Este diciembre no fantasearé en Los Silos. No me sentaré en el suelo del patio del antiguo convento de San Sebastián ni me recrearé ante la obra del arquitecto Mariano Estanga ni me acercaré al charco de Los Chochos. Podría ir en bicicleta eléctrica desde los aguacateros de mi natero pero la rotura fibrilar del gemelo derecho no aconseja riesgos al pedal. Lesión de viejuno en la pija pista de pádel de María Jiménez entre mangueros y un gallo que siempre canta después de fallarla tres veces. Y no es cuento chino. Tampoco he ido ni iré a la Feria del Libro de Santa Cruz que no me inspira. No pilla tan a trasmano como Los Silos pero casi. Será el soso aparcamiento del Palmetum. Será que hace frío y soy un friolero aunque luzca la chula chupa de cuero que compré en Buenos Aires por medio peso. Eso sí, lamento no haberle chocado el puño a Andrea Abreu que anda feliz con los zapatos nuevos de su Panza de burro. Ya me firmará su exitoso libro en otra ocasión más cálida y con un saludo más cálido. Tocarse los nudillos de la mano o los codos, pues no. Hay momentos en la procelosa vida que el afecto pide algo más. Maldito bicho.
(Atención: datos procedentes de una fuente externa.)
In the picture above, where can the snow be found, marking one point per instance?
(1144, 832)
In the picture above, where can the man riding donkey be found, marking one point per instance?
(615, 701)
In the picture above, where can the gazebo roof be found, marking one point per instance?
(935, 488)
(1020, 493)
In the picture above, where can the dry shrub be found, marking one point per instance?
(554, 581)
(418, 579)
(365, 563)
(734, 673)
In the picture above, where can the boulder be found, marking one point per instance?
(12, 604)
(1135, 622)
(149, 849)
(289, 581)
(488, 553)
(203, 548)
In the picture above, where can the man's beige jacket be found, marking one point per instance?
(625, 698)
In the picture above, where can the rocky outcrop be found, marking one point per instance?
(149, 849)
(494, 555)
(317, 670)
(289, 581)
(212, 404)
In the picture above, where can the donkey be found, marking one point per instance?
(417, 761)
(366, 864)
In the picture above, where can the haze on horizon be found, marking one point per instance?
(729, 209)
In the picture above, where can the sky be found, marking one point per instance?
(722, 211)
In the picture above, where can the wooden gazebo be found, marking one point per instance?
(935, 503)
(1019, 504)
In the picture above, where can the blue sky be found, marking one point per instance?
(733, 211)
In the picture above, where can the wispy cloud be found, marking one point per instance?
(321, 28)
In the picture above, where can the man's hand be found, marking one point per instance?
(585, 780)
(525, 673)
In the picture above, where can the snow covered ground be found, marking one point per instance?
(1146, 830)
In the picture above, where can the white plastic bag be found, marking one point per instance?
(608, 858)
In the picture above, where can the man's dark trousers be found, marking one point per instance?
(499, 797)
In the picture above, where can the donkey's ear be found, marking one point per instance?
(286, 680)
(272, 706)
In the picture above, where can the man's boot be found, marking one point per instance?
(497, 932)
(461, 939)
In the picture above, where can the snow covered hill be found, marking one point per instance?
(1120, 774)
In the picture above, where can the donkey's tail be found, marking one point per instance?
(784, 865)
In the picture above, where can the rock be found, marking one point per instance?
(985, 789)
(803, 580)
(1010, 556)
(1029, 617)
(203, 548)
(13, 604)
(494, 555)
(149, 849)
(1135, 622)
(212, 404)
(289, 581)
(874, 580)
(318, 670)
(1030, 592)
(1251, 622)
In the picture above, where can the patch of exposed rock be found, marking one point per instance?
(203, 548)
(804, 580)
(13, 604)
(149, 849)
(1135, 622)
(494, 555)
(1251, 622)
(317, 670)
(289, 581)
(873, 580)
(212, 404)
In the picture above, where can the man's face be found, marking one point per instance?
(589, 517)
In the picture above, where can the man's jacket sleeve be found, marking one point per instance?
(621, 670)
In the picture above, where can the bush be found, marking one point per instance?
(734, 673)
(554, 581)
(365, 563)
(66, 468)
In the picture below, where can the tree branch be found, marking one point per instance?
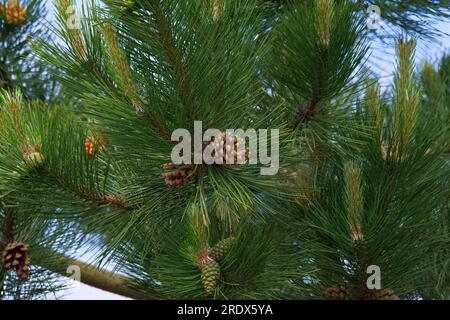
(175, 58)
(97, 278)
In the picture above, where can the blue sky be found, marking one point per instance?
(383, 63)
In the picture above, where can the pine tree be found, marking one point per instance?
(363, 178)
(22, 21)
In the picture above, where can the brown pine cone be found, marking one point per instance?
(382, 294)
(179, 177)
(15, 258)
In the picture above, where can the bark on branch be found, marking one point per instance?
(100, 279)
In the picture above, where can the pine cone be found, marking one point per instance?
(14, 14)
(382, 294)
(35, 159)
(222, 248)
(210, 275)
(15, 258)
(93, 147)
(179, 177)
(230, 146)
(338, 292)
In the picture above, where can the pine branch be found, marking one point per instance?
(175, 59)
(84, 193)
(100, 279)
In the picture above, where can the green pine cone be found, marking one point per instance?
(210, 276)
(222, 248)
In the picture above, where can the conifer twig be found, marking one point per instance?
(97, 278)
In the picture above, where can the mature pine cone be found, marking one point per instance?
(221, 249)
(338, 292)
(383, 294)
(230, 145)
(210, 275)
(178, 177)
(15, 258)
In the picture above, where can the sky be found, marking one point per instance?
(382, 62)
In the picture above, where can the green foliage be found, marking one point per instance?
(363, 178)
(20, 67)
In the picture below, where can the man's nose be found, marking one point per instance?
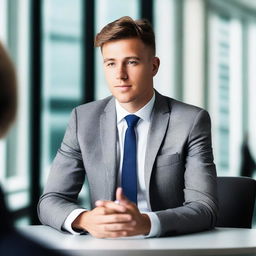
(121, 73)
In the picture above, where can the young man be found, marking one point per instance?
(148, 158)
(12, 243)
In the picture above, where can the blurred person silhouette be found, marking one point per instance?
(248, 165)
(11, 241)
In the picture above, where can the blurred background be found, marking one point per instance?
(208, 58)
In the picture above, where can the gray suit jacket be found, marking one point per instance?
(180, 175)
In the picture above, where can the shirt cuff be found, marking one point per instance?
(155, 229)
(69, 220)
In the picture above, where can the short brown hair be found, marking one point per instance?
(8, 94)
(126, 27)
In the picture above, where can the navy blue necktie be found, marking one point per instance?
(129, 168)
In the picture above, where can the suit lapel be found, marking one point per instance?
(108, 133)
(157, 131)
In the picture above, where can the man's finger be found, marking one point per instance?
(114, 218)
(121, 197)
(111, 206)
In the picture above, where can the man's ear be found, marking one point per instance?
(156, 64)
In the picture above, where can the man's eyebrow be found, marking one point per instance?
(126, 58)
(108, 59)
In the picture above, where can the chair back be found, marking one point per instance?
(236, 201)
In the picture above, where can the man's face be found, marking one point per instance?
(129, 67)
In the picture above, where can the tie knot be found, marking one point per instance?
(131, 120)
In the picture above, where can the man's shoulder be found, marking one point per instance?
(94, 106)
(180, 106)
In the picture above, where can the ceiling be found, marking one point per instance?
(247, 3)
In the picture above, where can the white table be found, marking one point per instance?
(220, 241)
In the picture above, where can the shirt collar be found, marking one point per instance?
(144, 113)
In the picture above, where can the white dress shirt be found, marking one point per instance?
(141, 130)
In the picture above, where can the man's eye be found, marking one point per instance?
(132, 62)
(110, 64)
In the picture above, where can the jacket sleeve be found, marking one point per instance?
(200, 208)
(65, 180)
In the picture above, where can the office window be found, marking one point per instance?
(252, 92)
(105, 12)
(62, 72)
(166, 46)
(14, 150)
(225, 68)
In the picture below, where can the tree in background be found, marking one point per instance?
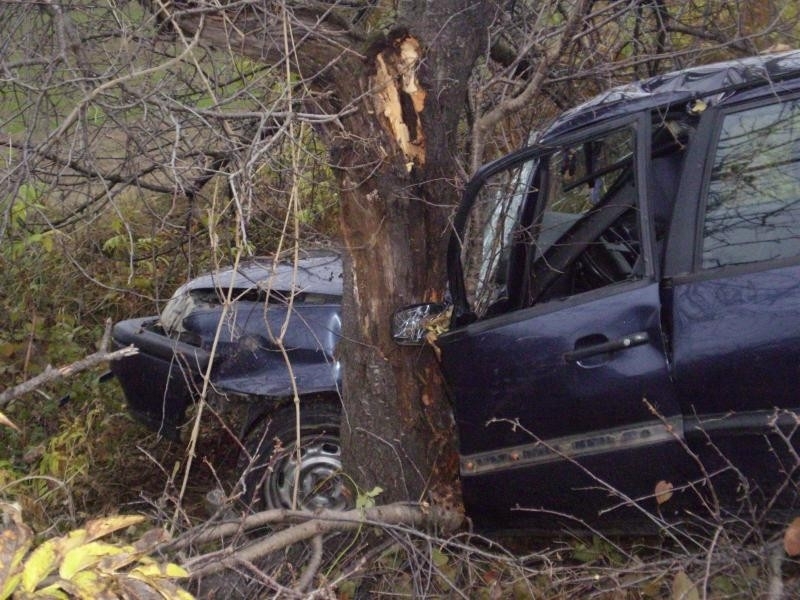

A Ernesto Rodríguez Abad, el director del Festival Internacional del Cuento, lo tengo más visto y, por el momento, no pretendo con él lujuria de abrazo. Si echaré de menos el flirteo de sus palabras cercanas. Está como un pibe de veinticinco años aunque llueva a cántaros, la pandemia estrangule aforos y el toque de queda apague luciérnagas. El veinte veinte ha traído unas bodas de plata en calma a la Isla Baja, ilustrada, siempre, de encanto y tesoros. Menos mal que vendrán de nuevo aguaceros de leyenda a la luz del Sol y la Luna. Los necesitamos.